Of course, the operative words are “as yet cannot be spared” – for as soon as man decides that he and his government are powerful enough to take over and maintain the “benefits conferred upon society” [which benefits he will choose, along with which society will receive said benefits] and be “a friend to those who have no other friends” [again, choosing whom he deems worthy of befriending], the Church will be hounded into oblivion.

Oh, wait…


*Originally, the quote I wanted to use was
“in a miracle there is enough light for those who want to believe and enough darkness for those who do not want”
but that seems to be a bad translation.  Another mistranslation changes ‘miracle’ to ‘faith’, and is quoted all over the internet, usually starting with “As Blaise Pascal said…”.  Here is the section from Pascal’s Pensées (which you can read here at Project Gutenberg) with the original quote:

"God has willed to redeem men, and to open salvation to those who seek it. But men render themselves so unworthy of it, that it is right that God should refuse to some, because of their obduracy, what He grants to others from a compassion which is not due to them.
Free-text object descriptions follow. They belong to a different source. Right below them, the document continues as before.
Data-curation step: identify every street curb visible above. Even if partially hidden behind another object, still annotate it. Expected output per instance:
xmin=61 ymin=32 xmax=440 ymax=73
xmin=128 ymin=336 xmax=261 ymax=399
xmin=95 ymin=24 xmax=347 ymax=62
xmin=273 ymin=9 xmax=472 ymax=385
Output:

If He had willed to overcome the obstinacy of the most hardened, He could have done so by revealing Himself so manifestly to them that they could not have doubted of the truth of His essence; as it will appear at the last day, with such thunders and such a convulsion of nature, that the dead will rise again, and the blindest will see Him.
"It is not in this manner that He has willed to appear in His advent of mercy, because, as so many make themselves unworthy of His mercy, He has willed to leave them in the loss of the good which they do not want. It was not then right that He should appear in a manner manifestly divine, and completely capable of convincing all men; but it was also not right that He should come in so hidden a manner that He could not be known by those who should sincerely seek Him. He has willed to make Himself quite recognisable by those; and thus, willing to appear openly to those who seek Him with all their heart, and to be hidden from those who flee from Him with all their heart, He so regulates the knowledge of Himself that He has given signs of Himself, visible to those who seek Him, and not to those who seek Him not. There is enough light for those who only desire to see, and enough obscurity for those who have a contrary disposition."  Blaise Pascal, Pensées, Section VII: Morality and Doctrine, 430.